Damit war das Ziel klar, aber: wie lässt sich verhindern, dass Faktor X aktiviert wird? Das wurde vor neun Jahren zur zentrale Fragen im medizinisch-chemischen Labor von Dr. Alexander Straub.
"Damals haben wir 200.000 Verbindungen gehabt, die wurden in einem Hochdurchsatzscreening im einzelnen untersucht."
Relativ zügig schien auch eine vielversprechende chemische Substanz entdeckt – doch die erwies sich schnell als unbrauchbar.
"Unsere Enttäuschung war am Anfang sehr groß, als wir uns in einer Sackgasse befanden und eine Substanz gefunden hatten, die sehr gut war im Reagenzglas, aber für Patienten nie in Frage kam, dass er sie als Pille schlucken konnte. Dann mussten wir wirklich zurück auf Null und von neuem anfangen."
Also ging man noch einmal die Listen aus dem Screening durch und suchte nach Substanzen, die ebenfalls Wirkung gezeigt hatten, wenn auch eine schwächere, dafür aber die Chance bargen vom Magen-Darmtrakt gut aufgenommen zu werden.
"Da gehört natürlich viel Optimismus dazu, dann zu erwarten, dass man da besser werden könnte."
Doch den Chemikern um Alexander Straub gelang das schon nach kurzer Zeit. Durch chemische Veränderungen wurde der Wirkstoff potenter und funktionierte auch als Tablette. Rivaroxaban heißt der Wirkstoff - anderthalb Jahre nach der Idee war er fertig. Umfangreiche klinische Studien mit 12.000 Patienten folgten und seit einem Jahr ist das Medikament nun weltweit zugelassen: zunächst, um nach Operationen an Knie und Hüfte einer drohenden Venenthrombose vorzubeugen.
"Die Dosierung – das ist auch das Besondere an unserer Tablette – ist bei Männern, Frauen, schweren, leichten Menschen die gleiche."
Dadurch, dass diese Thromboseprophylaxe also nicht individuell dosiert werden muss, tauchen bei Patienten kaum Schwierigkeiten während der Behandlung auf. Das genau war beziehungsweise ist das Problem bei anderen Tabletten – die es ja auch schon seit Jahrzehnten zur Vorbeugung von Blutgerinnseln gibt. Sie aber werden vergleichsweise selten eingesetzt vor allem auch, weil es gut eine Woche dauert, bis sie zu wirken beginnen. Die Medizinerin Dagmar Kubitza vergleicht:
"Bei den alten Tabletten wird die komplette Fertigstellung und damit Funktionsfähigkeit von bestimmten Gerinnungsfaktoren in der Leber verhindert, so dass diese Gerinnungsfaktoren dann nicht effektiv sind. Und wir gehen nicht in den Bildungsprozess, sondern verhindern die Aktivierung des bereits gebildeten Enzyms."

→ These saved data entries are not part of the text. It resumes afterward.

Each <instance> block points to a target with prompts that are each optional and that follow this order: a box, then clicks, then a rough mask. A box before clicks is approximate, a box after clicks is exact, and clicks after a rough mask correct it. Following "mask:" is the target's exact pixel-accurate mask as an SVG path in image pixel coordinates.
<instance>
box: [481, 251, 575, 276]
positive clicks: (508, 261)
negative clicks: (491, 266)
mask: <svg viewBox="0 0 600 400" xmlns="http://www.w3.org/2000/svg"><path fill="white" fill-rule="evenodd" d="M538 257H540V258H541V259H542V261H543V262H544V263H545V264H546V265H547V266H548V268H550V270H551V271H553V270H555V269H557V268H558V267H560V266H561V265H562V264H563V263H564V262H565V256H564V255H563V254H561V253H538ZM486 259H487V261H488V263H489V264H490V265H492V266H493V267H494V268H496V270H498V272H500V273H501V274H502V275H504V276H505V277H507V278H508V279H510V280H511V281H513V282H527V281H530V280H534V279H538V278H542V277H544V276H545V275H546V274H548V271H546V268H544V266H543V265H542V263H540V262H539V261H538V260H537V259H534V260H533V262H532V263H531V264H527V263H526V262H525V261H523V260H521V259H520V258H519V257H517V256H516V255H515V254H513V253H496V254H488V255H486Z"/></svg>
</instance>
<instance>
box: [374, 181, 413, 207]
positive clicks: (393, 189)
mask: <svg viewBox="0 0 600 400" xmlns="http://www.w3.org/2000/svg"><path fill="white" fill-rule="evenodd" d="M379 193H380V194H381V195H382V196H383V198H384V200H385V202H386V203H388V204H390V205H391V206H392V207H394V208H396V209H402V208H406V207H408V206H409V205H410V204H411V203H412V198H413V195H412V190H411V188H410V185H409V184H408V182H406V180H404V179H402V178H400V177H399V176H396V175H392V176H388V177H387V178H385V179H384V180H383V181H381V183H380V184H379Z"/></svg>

Des Enzyms Faktor X eben. Das bietet den Vorteil, dass mit dem Wirkstoff Rivaroxaban die Blutgerinnung nur abgebremst aber nicht komplett verhindert wird.
"Wir haben eine Substanz gefunden, die damit überschießende Reaktionen in der Blutgerinnung verhindert, aber zum Beispiel nach Operationen eine normale Blutgerinnung noch erlaubt und das war uns wichtig."
Das Präparat ist für Patienten gut verträglich und zeigt selten Nebenwirkungen.
"Klar, bei einer Substanz, die in das Gerinnungssystem eingreift, muss man immer mit Blutungen rechnen, glücklicherweise haben wir da keine großen Sachen gesehen."
Wenn das Projekt der Wuppertaler Wissenschaftler jetzt für den Deutschen Zukunftspreis nominiert ist, so sicherlich auch deshalb, weil noch viel Musik für die Zukunft drin ist. Momentan werden an 65.000 Patienten weitere Anwendungsgebiete für die Tablette getestet: sie soll Schlaganfälle und Herzinfarkte bei Risikopatienten verhindern helfen und womöglich auch zur Behandlung einer akuten Thrombose eingesetzt werden.